The most obvious way to exploit it is to provide several oil and gas export
routes out of the Caspian Basin countries to the global energy markets.
The obstacles, of course, are numerous. US relations with Iran
stand in the way. No near-term rapprochement with Iran is probable, but
the United States should take as a long-term goal the creation of an opening
to Iran. We have very good reasons to contain Iran today, but the
price is higher than sometimes recognized. It promotes an unnatural alliance
between Moscow and Teheran as well as between Teheran and Beijing. It blocks
an obvious route for a pipeline into Central Asia and Azerbaijan.
Alternative routes through Afghanistan and Pakistan and through Georgia,
Armenia, and Turkey are certainly possibilities that should be pursued
as a number of US oil companies are doing.
Pipelines through Russia are not a bad thing if they are not the only
ones. In fact, they can be a good thing in combination with others, and
if Russia were wholly excluded, that would merely incite Moscow to make
trouble. Russia must be included and encouraged to play a more constructive
role in both regions. Some Russian leaders recognize this and will be constructive
if their reactionary opponents in Moscow fail in their neo-imperialist
aims.
Other policies must also be part of a US strategy for these regions.

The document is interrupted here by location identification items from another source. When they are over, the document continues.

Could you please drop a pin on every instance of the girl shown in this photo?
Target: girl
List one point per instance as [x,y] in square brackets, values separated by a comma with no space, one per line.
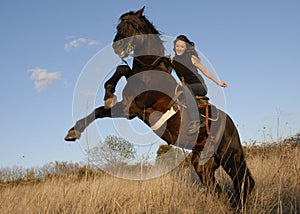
[185,63]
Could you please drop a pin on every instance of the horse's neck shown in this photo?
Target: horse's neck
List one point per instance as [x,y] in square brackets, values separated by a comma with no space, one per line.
[152,47]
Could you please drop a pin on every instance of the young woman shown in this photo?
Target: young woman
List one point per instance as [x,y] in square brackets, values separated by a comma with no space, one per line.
[185,63]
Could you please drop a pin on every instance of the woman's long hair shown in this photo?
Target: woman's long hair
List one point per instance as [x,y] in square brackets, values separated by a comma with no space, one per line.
[190,46]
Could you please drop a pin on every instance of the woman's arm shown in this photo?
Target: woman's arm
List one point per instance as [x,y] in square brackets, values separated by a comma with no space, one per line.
[196,62]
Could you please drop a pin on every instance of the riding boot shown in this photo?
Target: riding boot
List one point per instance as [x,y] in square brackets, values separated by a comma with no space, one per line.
[195,126]
[109,99]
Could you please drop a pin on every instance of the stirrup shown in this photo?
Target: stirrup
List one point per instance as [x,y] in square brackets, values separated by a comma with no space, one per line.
[110,102]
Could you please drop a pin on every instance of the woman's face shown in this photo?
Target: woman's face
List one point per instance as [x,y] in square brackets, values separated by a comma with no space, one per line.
[180,47]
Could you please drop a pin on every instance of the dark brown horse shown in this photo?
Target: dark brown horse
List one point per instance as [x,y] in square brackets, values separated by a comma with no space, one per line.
[148,95]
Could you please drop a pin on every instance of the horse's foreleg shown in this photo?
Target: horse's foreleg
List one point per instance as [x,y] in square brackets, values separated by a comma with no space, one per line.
[101,112]
[110,85]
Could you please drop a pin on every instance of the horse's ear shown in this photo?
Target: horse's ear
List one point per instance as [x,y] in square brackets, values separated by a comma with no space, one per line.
[139,13]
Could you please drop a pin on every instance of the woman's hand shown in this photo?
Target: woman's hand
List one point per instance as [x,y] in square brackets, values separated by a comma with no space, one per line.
[195,60]
[223,84]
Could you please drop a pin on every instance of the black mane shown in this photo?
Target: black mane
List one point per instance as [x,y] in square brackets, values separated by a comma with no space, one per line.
[142,20]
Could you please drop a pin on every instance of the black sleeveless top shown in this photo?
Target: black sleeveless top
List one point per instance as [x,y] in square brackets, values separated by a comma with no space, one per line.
[184,67]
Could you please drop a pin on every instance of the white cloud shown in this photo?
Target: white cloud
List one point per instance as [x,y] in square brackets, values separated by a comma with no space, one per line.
[80,42]
[42,78]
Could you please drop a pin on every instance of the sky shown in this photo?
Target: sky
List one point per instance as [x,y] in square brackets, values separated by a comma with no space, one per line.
[44,46]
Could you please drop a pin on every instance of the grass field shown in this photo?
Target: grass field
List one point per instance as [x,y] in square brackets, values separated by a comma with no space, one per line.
[276,170]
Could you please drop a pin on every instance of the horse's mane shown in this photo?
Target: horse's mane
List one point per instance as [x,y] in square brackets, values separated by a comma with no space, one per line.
[136,19]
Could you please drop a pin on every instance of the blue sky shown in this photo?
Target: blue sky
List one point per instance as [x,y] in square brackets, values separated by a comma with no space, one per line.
[253,45]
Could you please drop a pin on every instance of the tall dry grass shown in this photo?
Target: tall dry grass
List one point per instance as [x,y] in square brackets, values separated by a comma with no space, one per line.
[275,170]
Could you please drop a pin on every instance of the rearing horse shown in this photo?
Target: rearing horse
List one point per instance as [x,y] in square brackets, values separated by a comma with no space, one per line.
[148,94]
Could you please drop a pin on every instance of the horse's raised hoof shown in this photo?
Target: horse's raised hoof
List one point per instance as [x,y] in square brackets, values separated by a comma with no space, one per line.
[72,135]
[110,102]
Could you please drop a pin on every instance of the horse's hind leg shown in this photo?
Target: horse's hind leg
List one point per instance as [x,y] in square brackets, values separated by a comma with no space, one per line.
[206,172]
[235,166]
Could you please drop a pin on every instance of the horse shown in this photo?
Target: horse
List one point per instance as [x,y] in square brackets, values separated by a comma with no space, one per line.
[148,95]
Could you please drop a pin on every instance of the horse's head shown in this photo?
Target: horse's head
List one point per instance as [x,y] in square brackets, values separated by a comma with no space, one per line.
[133,31]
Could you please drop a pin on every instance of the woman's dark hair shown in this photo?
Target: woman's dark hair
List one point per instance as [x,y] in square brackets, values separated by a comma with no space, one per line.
[190,47]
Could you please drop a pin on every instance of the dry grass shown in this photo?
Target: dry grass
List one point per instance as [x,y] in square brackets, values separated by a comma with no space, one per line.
[277,190]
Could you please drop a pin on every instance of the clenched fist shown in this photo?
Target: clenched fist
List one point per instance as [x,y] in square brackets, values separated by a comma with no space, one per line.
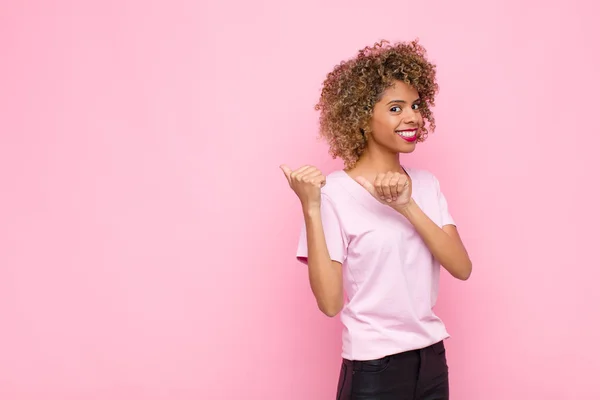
[306,182]
[392,188]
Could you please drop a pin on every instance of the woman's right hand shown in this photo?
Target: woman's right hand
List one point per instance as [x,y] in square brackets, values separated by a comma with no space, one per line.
[306,182]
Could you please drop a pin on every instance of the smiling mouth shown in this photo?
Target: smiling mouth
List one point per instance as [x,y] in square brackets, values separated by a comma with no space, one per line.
[408,135]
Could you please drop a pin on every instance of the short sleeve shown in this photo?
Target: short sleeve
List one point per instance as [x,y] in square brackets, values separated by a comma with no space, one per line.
[443,204]
[334,235]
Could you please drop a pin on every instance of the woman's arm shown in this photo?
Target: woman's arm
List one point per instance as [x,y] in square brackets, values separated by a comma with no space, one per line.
[325,275]
[444,243]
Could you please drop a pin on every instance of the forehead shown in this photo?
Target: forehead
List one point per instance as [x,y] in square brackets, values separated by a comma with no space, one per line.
[400,91]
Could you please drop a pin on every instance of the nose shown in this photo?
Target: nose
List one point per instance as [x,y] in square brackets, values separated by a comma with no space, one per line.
[410,116]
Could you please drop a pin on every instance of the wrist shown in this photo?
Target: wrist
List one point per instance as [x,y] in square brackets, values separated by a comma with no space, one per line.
[311,209]
[407,208]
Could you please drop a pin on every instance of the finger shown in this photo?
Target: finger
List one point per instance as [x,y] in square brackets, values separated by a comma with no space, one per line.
[318,181]
[367,185]
[403,184]
[377,185]
[385,187]
[310,174]
[300,172]
[394,186]
[287,171]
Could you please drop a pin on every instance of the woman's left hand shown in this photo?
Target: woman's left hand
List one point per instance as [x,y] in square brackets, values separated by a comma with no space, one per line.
[391,188]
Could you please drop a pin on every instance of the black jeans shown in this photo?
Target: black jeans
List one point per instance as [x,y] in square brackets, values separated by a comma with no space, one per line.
[412,375]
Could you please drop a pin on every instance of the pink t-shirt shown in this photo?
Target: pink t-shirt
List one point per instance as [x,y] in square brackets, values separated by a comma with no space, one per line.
[390,277]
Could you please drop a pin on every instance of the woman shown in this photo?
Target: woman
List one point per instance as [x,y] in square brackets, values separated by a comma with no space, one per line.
[378,231]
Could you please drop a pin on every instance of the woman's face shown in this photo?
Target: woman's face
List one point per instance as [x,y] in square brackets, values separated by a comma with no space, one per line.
[396,121]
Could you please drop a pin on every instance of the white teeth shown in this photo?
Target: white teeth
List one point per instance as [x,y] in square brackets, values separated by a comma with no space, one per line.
[408,134]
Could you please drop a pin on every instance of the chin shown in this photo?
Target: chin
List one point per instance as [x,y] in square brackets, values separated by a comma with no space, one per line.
[407,148]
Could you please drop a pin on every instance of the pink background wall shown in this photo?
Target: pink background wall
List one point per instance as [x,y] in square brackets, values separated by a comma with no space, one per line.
[147,235]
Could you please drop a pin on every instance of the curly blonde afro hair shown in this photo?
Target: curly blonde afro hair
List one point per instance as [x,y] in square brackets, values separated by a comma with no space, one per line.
[354,86]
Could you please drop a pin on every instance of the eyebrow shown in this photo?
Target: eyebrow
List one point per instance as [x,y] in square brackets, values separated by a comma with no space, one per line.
[402,101]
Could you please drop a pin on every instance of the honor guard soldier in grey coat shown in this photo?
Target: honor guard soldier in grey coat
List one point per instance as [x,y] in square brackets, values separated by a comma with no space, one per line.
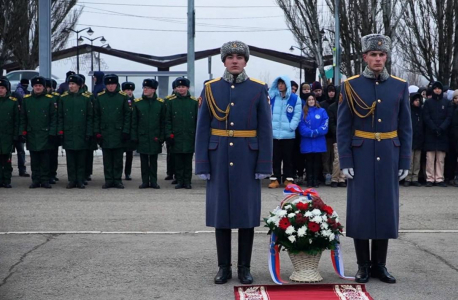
[129,146]
[38,126]
[374,135]
[112,129]
[180,131]
[9,126]
[148,130]
[234,152]
[75,127]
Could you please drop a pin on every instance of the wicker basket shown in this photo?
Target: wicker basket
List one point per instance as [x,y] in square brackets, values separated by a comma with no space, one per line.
[305,267]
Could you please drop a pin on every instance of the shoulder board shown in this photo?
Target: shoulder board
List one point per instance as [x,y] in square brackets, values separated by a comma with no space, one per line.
[214,80]
[400,79]
[353,77]
[258,81]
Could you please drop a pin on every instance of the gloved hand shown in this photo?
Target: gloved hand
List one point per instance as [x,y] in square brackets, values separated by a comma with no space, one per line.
[205,176]
[261,176]
[348,173]
[171,139]
[402,174]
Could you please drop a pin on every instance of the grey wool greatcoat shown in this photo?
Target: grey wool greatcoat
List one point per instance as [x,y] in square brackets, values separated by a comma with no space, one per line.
[373,193]
[233,194]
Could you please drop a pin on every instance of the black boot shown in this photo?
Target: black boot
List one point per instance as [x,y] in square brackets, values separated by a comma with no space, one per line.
[363,260]
[246,236]
[378,269]
[223,249]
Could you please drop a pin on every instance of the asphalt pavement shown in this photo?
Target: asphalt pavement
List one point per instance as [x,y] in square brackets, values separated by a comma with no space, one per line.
[153,244]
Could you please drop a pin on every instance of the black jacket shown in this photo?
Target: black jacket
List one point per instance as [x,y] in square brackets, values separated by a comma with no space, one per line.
[437,119]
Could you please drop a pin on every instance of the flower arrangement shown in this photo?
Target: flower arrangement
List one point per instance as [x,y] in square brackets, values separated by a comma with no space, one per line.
[305,224]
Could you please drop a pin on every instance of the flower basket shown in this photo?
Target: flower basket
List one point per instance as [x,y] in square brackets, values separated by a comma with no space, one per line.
[305,267]
[304,226]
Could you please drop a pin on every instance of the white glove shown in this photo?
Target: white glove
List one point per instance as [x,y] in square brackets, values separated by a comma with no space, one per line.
[348,173]
[204,176]
[261,176]
[402,174]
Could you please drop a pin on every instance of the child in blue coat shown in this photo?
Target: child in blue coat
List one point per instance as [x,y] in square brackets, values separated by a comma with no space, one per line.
[313,128]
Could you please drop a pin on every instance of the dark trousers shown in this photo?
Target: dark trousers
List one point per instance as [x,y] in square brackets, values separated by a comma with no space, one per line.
[76,165]
[39,163]
[312,166]
[170,161]
[53,162]
[245,246]
[89,163]
[6,169]
[20,157]
[298,158]
[128,166]
[183,167]
[283,152]
[112,165]
[148,165]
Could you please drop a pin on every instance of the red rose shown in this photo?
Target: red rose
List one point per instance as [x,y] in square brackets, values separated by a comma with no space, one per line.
[328,209]
[314,227]
[284,223]
[302,206]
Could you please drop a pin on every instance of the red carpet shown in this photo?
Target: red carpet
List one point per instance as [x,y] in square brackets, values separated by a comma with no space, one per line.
[302,291]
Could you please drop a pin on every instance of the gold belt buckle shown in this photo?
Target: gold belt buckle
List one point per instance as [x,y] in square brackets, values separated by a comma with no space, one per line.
[378,136]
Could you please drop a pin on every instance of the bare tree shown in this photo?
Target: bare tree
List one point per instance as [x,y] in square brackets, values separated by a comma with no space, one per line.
[24,47]
[302,19]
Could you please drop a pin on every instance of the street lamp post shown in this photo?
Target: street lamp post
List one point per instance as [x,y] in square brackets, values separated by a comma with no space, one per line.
[102,39]
[300,62]
[90,32]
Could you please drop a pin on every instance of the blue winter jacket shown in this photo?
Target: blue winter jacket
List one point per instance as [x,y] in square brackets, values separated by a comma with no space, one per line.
[313,130]
[282,127]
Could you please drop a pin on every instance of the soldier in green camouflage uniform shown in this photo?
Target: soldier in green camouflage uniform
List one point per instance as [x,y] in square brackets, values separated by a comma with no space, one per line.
[75,126]
[9,125]
[129,146]
[170,157]
[38,125]
[148,122]
[180,131]
[112,128]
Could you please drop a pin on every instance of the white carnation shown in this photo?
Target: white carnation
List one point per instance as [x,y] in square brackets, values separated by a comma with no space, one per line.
[301,231]
[290,230]
[316,212]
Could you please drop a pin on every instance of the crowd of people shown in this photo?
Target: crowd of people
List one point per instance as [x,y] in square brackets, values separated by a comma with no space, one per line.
[81,122]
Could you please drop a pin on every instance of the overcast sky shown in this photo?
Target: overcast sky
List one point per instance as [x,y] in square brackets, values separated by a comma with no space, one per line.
[159,28]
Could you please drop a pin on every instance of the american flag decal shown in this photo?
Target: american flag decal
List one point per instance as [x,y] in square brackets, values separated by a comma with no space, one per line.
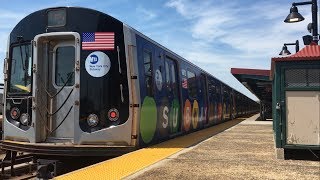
[98,41]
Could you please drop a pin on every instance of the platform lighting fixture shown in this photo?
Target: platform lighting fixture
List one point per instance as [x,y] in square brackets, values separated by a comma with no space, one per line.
[295,16]
[285,50]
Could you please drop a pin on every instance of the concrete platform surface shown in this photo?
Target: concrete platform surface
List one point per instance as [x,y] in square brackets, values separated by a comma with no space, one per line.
[245,151]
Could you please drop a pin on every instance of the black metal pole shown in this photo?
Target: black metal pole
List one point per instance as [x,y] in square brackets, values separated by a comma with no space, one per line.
[314,8]
[314,11]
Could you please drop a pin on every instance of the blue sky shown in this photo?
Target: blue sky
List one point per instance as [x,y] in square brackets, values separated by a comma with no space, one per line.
[213,34]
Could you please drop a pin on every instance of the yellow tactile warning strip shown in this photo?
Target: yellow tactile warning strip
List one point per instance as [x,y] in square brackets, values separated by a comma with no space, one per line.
[133,162]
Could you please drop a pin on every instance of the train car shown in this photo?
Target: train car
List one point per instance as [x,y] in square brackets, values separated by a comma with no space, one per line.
[79,82]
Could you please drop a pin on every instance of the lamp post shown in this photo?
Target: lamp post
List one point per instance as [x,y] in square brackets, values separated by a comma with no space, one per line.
[295,16]
[285,50]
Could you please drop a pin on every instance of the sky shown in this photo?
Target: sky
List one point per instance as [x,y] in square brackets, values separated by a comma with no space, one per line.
[216,35]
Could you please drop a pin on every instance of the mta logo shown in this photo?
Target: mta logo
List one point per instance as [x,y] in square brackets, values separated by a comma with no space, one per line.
[94,59]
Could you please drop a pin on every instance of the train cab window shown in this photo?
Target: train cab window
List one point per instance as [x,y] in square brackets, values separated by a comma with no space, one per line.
[64,65]
[192,84]
[147,56]
[56,17]
[20,72]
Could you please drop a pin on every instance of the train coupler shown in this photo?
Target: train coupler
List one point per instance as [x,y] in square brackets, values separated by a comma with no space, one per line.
[48,169]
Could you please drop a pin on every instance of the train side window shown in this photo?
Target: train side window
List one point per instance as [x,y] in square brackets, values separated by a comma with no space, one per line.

The Partnership for Peace program ,is an example, of a surprisingly successful
one. Through 1993, the Clinton administration was either passive or downright
negative toward several Central Asian states as well as toward Azerbaijan
and Georgia. In the last year or so, that has changed noticeably for the
better, but there is still much room for a more active public diplomacy
toward these countries as well as several other initiatives. Most
important is to create a presence and level of interest that makes Russia,
China, Iran, and Turkey fully aware that we recognize our objective strategic
interests in the both regions.
Let me end by reemphasizing the linking and interconnected role that
the Transcaucasus and Central Asia now have between Europe and East Asia
in our post-Cold War security system. Neither Europe nor our allies
in East Asia can defend our mutual interests in these regions. If we fail
to take the lead in heading off the kinds of conflicts and crises that
are already looming there, that will eventually exacerbate our relations
with Europe and possibly Northeast Asia. And it will encourage the
worst kind of political developments in Russia. This linkage, or interconnectedness,
gives the Transcaucasus and Central Asia a strategic importance to the
United States and its allies that we overlook at huge risk.
To put it another way, the fruits accruing from ending the Cold War
are far from fully harvested. To ignore the Transcaucasus and Central Asia
could mean that a large part of that harvest will never be gathered.